Она неподдельно изумилась и вся зашлась краской неведомого для меня смущения:
– Ты – генерал? Что-то ты очень молод ещё для генерала. Да и… разве возможно такое, с генералом, – и она покраснев ещё гуще, стала оправлять своё яркое и нарядное платье.
– Поверь, милая моя, это правда. Или мне удостоверение показать?
Она всем телом, теснее прижалась ко мне и нежно прошептала:
– Не надо, я верю. А потом – какое это имеет значение, кто ты? Ты отдал мне свою душу, свою любовь, наделил таким высоким счастьем, что теперь – уже совершенно не важно, кто ты, родной мой, счастье моё. Жаль, что очень короткое…
Откинувшись на спину, застонала, да так, что у меня мороз прошёл по коже – сколько в этом стоне было отчаяния и боли:
– Господи, если бы я только могла… какой бы я была тебе… хорошей женой.
И она, уже не сдерживаясь, заплакала навзрыд. Плакала тяжело и долго.
– Я так люблю тебя, мой родной, – говорила она сквозь слёзы.
– Я так тебя люблю, но знаю, что у наших отношений нет будущего. Мы все здесь – приговорены злым роком. Не знаю, за что меня Господь так наказал или… вознаградил… встречей с тобой? Я ведь никому ничего дурного в жизни не сделала… Старалась только добром отвечать всем… И нести добро по всей жизни в своём сердце.
И она снова горько зарыдала.
– Милая моя, родная! Я всё сделаю, всё, что возможно, всё, что в силах человеческих, чтобы спасти тебя и быть с тобою вместе.
Она благодарно ответила нежным поцелуем и просто сказала:
– Я знаю, я верю тебе, мой хороший. Только ты не знаешь, как суровы наши внутренние законы и запреты.
Тяжело вздохнула и продолжила:
– Наши, если узнают, просто убьют меня. Мы ведь все здесь вне закона и давно ведётся речь о том, чтобы всех нас выселить в Заполярье, если только будем нарушать установленные запреты. Нас стерегут так, как, наверное, не стерегли узников концлагерей.
Господи, с какой же болью, с какой душевной мукой она уходила от меня.

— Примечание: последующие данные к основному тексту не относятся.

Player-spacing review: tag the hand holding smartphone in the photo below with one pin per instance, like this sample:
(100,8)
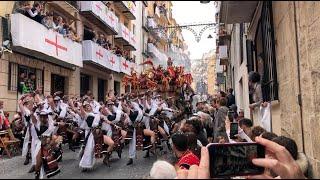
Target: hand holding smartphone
(235,159)
(233,130)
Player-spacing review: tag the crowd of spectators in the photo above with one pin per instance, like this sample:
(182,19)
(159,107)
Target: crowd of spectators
(211,124)
(100,39)
(48,19)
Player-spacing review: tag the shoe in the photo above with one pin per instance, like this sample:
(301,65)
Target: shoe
(26,162)
(169,146)
(130,162)
(32,169)
(71,147)
(37,175)
(119,153)
(106,159)
(147,154)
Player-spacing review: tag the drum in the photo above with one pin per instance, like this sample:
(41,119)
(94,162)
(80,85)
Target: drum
(116,137)
(98,140)
(50,163)
(139,135)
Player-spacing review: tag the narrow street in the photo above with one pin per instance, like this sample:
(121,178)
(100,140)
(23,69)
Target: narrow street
(14,168)
(232,88)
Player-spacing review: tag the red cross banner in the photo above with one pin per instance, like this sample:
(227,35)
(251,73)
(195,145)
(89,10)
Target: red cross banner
(131,6)
(113,20)
(44,43)
(124,32)
(100,10)
(133,41)
(125,66)
(99,55)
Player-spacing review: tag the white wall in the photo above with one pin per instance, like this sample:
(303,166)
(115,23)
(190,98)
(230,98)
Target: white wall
(139,34)
(240,70)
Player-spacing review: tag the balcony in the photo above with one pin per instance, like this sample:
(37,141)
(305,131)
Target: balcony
(125,37)
(152,23)
(132,43)
(32,38)
(159,58)
(95,54)
(126,66)
(232,12)
(96,12)
(145,24)
(128,8)
(145,3)
(70,7)
(223,55)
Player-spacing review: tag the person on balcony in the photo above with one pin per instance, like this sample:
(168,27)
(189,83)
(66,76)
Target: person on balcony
(118,52)
(101,40)
(32,12)
(58,23)
(47,21)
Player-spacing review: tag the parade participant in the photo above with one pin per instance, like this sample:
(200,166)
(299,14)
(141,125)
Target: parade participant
(90,123)
(59,107)
(108,116)
(46,152)
(26,106)
(180,149)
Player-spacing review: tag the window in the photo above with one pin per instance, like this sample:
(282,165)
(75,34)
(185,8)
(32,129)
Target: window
(20,76)
(241,43)
(133,29)
(265,62)
(84,84)
(13,77)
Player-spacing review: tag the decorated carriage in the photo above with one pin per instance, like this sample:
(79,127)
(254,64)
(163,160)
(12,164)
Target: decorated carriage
(167,82)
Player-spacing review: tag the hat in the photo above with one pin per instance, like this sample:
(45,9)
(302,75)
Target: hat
(56,98)
(43,113)
(155,96)
(85,103)
(109,102)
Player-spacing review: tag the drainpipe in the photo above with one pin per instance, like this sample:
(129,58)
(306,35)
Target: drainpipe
(299,74)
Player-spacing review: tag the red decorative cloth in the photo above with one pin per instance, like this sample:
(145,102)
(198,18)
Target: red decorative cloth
(188,159)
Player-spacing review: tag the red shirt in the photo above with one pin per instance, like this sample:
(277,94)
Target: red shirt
(188,159)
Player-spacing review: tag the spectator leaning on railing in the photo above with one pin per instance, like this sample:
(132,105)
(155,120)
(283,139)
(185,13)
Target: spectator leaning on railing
(57,23)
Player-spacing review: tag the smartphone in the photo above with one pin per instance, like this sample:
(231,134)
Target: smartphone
(234,159)
(231,115)
(233,130)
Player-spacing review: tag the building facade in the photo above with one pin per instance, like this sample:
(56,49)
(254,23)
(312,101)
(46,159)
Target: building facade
(56,63)
(279,41)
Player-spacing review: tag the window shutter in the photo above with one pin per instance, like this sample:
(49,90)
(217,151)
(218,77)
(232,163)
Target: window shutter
(13,77)
(5,29)
(39,76)
(249,48)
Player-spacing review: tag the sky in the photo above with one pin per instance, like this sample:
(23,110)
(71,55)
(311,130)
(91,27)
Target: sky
(193,12)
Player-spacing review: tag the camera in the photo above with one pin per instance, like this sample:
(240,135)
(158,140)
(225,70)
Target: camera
(234,159)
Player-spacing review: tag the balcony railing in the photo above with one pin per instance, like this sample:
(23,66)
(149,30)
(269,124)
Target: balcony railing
(126,66)
(73,3)
(93,53)
(152,23)
(97,13)
(223,55)
(70,8)
(126,37)
(128,8)
(159,58)
(32,38)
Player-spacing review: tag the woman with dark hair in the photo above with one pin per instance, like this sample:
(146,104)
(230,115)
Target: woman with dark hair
(255,89)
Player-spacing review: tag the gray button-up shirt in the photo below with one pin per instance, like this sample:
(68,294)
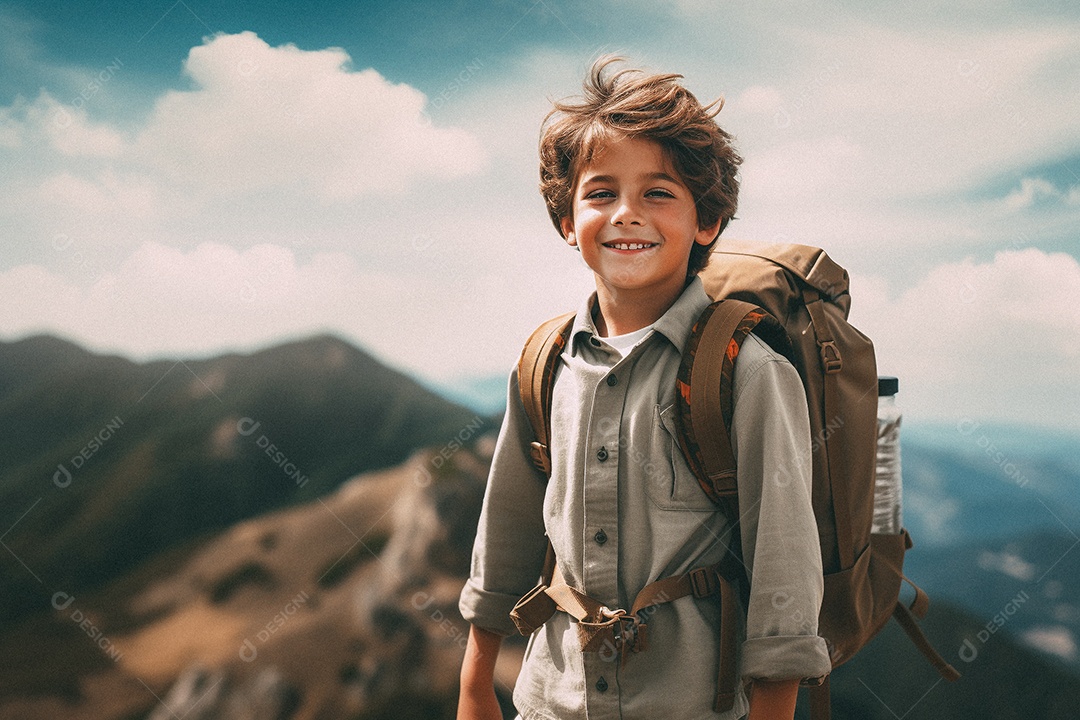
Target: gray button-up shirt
(623,510)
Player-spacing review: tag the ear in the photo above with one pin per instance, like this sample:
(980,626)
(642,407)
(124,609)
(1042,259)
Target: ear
(706,235)
(567,225)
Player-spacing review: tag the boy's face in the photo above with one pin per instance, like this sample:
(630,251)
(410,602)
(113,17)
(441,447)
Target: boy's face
(634,220)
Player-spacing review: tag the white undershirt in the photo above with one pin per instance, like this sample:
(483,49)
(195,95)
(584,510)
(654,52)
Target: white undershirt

Несколько раз возвращалась ко мне с полдороги, страстно целовала и вновь намеревалась уйти. Но сил на это не хватало.
– Милый мой! Любимый, единственный мой! Я ни за что тебя не осужу. И если ты меня оставишь – я всю жизнь буду молить Господа о твоём благополучии и здоровье.

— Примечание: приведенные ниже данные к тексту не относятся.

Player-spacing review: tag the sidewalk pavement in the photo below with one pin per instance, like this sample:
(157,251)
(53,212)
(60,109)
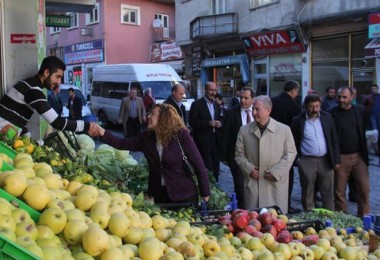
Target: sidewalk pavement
(226,184)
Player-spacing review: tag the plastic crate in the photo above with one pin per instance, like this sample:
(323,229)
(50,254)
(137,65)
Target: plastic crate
(303,225)
(63,142)
(4,148)
(10,250)
(137,186)
(34,214)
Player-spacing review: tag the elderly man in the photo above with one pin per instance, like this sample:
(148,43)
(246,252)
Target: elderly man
(265,151)
(235,118)
(178,92)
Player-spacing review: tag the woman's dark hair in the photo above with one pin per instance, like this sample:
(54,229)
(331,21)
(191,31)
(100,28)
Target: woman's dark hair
(53,64)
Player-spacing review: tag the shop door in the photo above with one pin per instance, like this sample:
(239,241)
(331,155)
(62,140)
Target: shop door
(260,77)
(362,81)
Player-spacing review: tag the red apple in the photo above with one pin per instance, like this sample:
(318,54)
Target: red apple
(250,229)
(284,236)
(257,234)
(256,224)
(279,224)
(265,218)
(269,229)
(253,214)
(240,221)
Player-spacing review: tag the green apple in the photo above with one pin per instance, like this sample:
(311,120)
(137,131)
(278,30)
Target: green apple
(245,253)
(211,247)
(254,244)
(317,250)
(8,233)
(284,250)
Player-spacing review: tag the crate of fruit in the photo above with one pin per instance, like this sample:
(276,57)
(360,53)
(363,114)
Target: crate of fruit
(11,251)
(303,225)
(34,214)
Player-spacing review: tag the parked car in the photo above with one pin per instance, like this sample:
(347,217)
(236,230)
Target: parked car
(64,95)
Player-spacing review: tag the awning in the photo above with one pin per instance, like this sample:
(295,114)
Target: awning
(372,49)
(79,6)
(241,59)
(176,64)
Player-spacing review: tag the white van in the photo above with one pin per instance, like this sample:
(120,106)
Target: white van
(111,83)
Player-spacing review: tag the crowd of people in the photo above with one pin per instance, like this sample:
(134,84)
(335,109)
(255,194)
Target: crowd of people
(260,138)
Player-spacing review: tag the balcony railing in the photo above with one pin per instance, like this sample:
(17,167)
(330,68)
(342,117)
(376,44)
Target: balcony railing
(212,25)
(163,34)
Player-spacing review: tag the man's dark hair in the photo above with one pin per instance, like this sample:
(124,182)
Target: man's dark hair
(253,93)
(345,87)
(290,85)
(53,64)
(311,98)
(176,86)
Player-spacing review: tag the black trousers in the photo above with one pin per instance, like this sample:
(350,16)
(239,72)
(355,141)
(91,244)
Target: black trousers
(238,178)
(133,127)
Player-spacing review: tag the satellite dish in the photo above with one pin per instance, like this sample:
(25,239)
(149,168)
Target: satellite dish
(157,23)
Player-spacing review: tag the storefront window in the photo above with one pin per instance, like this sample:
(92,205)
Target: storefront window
(331,66)
(283,68)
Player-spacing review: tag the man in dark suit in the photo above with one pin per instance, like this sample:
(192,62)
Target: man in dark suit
(318,152)
(235,118)
(350,121)
(204,119)
(178,91)
(74,105)
(285,107)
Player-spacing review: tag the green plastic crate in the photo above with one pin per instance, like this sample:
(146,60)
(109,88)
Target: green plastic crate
(7,150)
(10,250)
(34,214)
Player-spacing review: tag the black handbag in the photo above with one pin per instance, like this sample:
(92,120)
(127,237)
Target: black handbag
(187,165)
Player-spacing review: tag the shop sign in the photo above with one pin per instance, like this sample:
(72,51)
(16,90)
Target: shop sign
(374,25)
(23,38)
(165,51)
(54,20)
(86,52)
(276,42)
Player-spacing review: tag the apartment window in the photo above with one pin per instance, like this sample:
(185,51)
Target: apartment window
(73,20)
(164,19)
(54,30)
(260,3)
(218,6)
(93,17)
(130,14)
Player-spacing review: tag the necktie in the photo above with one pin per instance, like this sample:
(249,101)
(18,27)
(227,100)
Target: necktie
(248,116)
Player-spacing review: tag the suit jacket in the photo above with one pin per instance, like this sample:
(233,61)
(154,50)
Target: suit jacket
(199,119)
(231,125)
(125,111)
(179,185)
(272,151)
(180,110)
(329,131)
(362,119)
(285,108)
(77,108)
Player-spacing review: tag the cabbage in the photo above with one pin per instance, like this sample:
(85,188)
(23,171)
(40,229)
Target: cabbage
(86,142)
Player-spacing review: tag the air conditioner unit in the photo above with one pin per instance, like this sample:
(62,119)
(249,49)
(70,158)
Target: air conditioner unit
(165,33)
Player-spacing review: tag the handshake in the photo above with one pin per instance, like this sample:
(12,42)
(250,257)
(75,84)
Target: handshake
(96,130)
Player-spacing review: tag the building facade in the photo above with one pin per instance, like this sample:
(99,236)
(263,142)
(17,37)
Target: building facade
(126,31)
(263,43)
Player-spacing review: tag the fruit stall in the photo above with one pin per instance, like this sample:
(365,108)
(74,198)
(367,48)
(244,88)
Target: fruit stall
(67,199)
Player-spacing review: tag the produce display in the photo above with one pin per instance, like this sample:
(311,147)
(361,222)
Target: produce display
(80,220)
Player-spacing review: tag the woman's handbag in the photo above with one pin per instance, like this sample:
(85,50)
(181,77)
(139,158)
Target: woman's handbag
(187,165)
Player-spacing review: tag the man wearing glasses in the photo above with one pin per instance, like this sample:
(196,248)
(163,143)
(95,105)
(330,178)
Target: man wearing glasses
(204,119)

Закрыв своей ладонью мне губы, чтобы я не возражал, твёрдо проговорила:
– Более того, молю тебя даже – забудь меня и прости – за моё беспутство. Так, видно, было угодно Господу, чтобы мы встретились.
И она скрылась в утренних сумерках, отказавшись, напрочь, от моего мобильного телефона, который я ей хотел вручить для связи:
– Не надо, светлый мой. Не надо. Я ведь и так буду тебя ждать каждый день, всю свою жизнь. А с телефоном – мне будет тяжелее осознавать, что ты так близко. Но – недосягаемо для меня.
Прильнула ко мне и страстно выдохнула:
– Не тревожься, я почувствую, если ты – появишься и… захочешь видеть меня.
И тут же, с глубокой грустью:
– Прощай, родной мой!
Отошла на несколько шагов, повернулась ко мне и не сдержавшись, уже в последний раз, бегом вернулась ко мне и неожиданно сказала:
– Покажи мне своё удостоверение. Для меня, я верю тебе, счастье моё, но для меня, а то – я никогда себе не поверю, что всем сердцем полюбила … генерала. И гадание цыганки, опять же…
Я, с улыбкой, достал из кармана пиджака своё удостоверение, протянул ей и внимательно наблюдал за ней при этом.
Какой высокое счастье осветило её и так прекрасное лицо, когда она, долго рассматривая фотографию на первом развороте удостоверения, перевернула его на следующую страницу и вслух прочитала: «Предъявитель сего генерал-майор Владиславлев Святослав Вячеславович первый заместитель командующего танковой армией».